Malgrado polemiche su sesso e violenza e soprattutto quelle sull’abuso dei personaggi femminili abbiano accompagnato Game of Thrones, la conclusione promette un ruolo di primo piano per le donne di Westeros. Maureen Dowd la columnist del New York Times è giunta a leggere l’ascesa Danaerys Tarageryn, Cersei Lannister e Sansa Stark (e della sorella minore Arya) nell’ambito del movimento #metoo e di un ritorno del femminismo nella politica americana.

«SICURAMENTE per quanto mi riguarda» – afferma Emilia Clarke – Danaerys ha contribuito a crescere la fiducia in me stessa. Provate voi ad arringare 800 comparse in una lingua inventata e vedrete – ci vogliono palle! Saranno pure battute di un copione ma interpretare una donna così cazzuta ti da il senso di essere da esempio a molte ragazze». Il successo planetario di Trono di Spade ha caricato la fiction di significato ben oltre la specifica trama di lotta di successione dinastica che ibrida fantasy tolkenianiano a cenni storici inglesi (vedi la guerra medievale «delle due rose»). «È proprio il fatto che la nostra fiction non sia prettamente ‘storica’ ma ambientata in un universo parallelo che la rende così universalmente accessibile», sottolinea Coster-Waldau. «Ognuno vi può leggere ciò che vuole ma rimane il dato fondamentale che le manovre politiche attorno al trono sono molto facili da riconoscere. Contiene una verità fondamentale: quella di una specie che si crede evoluta mentre continua a ripetere gli stessi errori e prendere le stesse orribili decisioni».

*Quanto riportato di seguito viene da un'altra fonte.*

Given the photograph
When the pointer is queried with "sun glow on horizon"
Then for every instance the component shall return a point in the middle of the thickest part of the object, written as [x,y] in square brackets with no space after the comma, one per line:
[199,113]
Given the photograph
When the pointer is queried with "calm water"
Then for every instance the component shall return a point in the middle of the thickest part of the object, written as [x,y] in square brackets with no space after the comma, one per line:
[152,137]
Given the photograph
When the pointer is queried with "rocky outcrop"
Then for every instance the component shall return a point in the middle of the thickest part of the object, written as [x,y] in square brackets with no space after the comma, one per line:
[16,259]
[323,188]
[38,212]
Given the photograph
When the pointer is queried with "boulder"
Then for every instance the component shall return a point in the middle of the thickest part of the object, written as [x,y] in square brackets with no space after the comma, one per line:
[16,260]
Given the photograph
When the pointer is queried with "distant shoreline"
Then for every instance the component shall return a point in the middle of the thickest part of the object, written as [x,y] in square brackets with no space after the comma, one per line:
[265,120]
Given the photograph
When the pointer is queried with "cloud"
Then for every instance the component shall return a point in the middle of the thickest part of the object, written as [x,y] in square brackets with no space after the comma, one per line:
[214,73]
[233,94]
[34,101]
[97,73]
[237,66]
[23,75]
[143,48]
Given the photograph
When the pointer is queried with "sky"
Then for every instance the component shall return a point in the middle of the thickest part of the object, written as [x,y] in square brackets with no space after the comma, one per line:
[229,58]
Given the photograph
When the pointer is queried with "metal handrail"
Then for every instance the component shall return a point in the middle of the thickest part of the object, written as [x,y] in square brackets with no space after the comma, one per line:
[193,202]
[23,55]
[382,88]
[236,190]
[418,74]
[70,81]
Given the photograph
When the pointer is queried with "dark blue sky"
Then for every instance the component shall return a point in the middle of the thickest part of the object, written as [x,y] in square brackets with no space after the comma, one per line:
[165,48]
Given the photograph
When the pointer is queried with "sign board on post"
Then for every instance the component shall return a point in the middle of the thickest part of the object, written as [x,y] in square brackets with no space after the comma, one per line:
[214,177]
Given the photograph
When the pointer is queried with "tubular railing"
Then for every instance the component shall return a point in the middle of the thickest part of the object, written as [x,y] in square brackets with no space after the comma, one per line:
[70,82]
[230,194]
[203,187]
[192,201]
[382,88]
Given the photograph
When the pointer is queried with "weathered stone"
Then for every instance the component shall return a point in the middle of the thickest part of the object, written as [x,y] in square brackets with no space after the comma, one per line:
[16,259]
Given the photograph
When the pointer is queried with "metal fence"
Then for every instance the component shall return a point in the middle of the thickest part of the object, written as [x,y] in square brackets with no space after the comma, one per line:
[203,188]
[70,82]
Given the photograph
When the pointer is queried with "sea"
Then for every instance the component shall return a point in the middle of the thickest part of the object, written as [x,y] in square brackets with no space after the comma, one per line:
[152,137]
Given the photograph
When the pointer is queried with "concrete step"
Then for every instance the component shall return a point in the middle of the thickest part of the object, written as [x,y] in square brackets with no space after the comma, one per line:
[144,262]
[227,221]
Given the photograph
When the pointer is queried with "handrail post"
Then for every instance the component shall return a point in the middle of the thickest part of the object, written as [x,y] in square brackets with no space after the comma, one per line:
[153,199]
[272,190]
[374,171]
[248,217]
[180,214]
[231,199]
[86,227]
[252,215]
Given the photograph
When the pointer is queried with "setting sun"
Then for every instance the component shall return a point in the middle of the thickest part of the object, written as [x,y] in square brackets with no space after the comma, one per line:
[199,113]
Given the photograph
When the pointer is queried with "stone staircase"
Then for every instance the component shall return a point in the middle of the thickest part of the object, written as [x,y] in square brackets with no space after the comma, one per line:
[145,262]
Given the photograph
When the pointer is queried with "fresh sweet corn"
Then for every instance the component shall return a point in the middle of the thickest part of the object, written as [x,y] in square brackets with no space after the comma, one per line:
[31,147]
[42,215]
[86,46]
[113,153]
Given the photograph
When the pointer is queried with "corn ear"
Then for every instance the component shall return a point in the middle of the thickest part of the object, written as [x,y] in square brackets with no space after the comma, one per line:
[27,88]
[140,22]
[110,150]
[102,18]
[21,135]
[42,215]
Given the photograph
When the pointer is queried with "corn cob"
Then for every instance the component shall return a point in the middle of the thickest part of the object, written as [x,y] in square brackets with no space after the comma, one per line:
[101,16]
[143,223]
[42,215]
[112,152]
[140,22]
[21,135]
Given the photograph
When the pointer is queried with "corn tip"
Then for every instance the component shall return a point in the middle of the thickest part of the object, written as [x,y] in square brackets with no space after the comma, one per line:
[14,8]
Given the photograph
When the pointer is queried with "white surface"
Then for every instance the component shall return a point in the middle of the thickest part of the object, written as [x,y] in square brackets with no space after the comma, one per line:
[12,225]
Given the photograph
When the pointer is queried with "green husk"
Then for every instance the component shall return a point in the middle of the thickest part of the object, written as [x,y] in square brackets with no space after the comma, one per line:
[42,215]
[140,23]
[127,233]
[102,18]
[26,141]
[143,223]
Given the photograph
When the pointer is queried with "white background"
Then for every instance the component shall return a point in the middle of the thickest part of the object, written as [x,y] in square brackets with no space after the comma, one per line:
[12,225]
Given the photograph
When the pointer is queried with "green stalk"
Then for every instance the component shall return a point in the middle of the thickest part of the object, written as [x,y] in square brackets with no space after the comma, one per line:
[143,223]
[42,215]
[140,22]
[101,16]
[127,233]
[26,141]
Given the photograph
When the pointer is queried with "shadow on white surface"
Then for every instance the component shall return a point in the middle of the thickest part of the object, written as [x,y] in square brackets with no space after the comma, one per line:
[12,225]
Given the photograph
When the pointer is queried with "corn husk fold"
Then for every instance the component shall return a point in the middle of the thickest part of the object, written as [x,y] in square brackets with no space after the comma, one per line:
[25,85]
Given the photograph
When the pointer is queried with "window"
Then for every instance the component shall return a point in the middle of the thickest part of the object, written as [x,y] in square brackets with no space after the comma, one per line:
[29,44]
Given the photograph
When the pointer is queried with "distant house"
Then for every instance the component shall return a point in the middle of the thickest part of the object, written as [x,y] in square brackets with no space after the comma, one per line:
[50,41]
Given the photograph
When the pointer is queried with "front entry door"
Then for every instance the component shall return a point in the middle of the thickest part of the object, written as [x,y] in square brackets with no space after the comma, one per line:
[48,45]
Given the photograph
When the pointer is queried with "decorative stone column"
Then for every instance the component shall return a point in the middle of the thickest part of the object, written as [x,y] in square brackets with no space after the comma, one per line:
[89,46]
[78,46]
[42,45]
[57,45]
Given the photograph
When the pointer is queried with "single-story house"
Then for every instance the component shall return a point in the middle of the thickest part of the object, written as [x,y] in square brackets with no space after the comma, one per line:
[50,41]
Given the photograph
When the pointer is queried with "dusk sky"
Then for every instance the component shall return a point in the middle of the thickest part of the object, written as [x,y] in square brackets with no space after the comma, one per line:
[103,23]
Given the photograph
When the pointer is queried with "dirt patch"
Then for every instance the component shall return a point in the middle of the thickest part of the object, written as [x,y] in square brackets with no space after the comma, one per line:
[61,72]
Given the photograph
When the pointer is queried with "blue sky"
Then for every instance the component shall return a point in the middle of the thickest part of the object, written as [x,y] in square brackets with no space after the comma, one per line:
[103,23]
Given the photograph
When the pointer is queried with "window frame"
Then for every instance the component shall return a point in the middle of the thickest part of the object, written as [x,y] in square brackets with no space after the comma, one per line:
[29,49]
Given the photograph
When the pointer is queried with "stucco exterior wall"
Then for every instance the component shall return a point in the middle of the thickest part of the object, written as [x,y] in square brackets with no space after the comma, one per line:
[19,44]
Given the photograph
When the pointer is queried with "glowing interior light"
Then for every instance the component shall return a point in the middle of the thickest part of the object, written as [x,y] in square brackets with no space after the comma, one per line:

Trono di Spade nasce in era obamiana come catarsi horror sui peggiori eccessi dell’umano potere ma passa ora alla storia in un era di recrudescenza nazional populista in cui teoria e prassi della crudeltà sono un dato di fatto quotidiano. Comunque sia, con questa ultima stagione verrà consacrato alla storia della televisione come uno di quei programmi che segnano un epoca. Un esperienza che, come dice Harington, difficilmente potrà essere ripetuta. Il che non vuol dire che la HBO non ci voglia riprovare. È già ufficialmente in cantiere il prequel che racconterà fatti risalenti della trama attuale e la discesa di Westeros nel caos medievale alla fine dell’era ’eroica’. Già confermate nel cast Naomi Watts e Miranda Richardson con George Martin produttore esecutivo.

«SO CHE CI STANNO lavorando ma ben poco altro», dice Harington. «Il team creativo comunque è diverso e naturalmente anche il cast. La cosa bella del nostro ’Trono’ è che non ce l’aspettavamo, ci siamo ritrovati nella prima stagione di questo fantasy ed eravamo certi che non avrebbe mai funzionato (ride, ndr). Per la prossima serie sarà importante affrontarlo come un nuovo programma senza fare paragoni che inevitabilmente sarebbero difficili».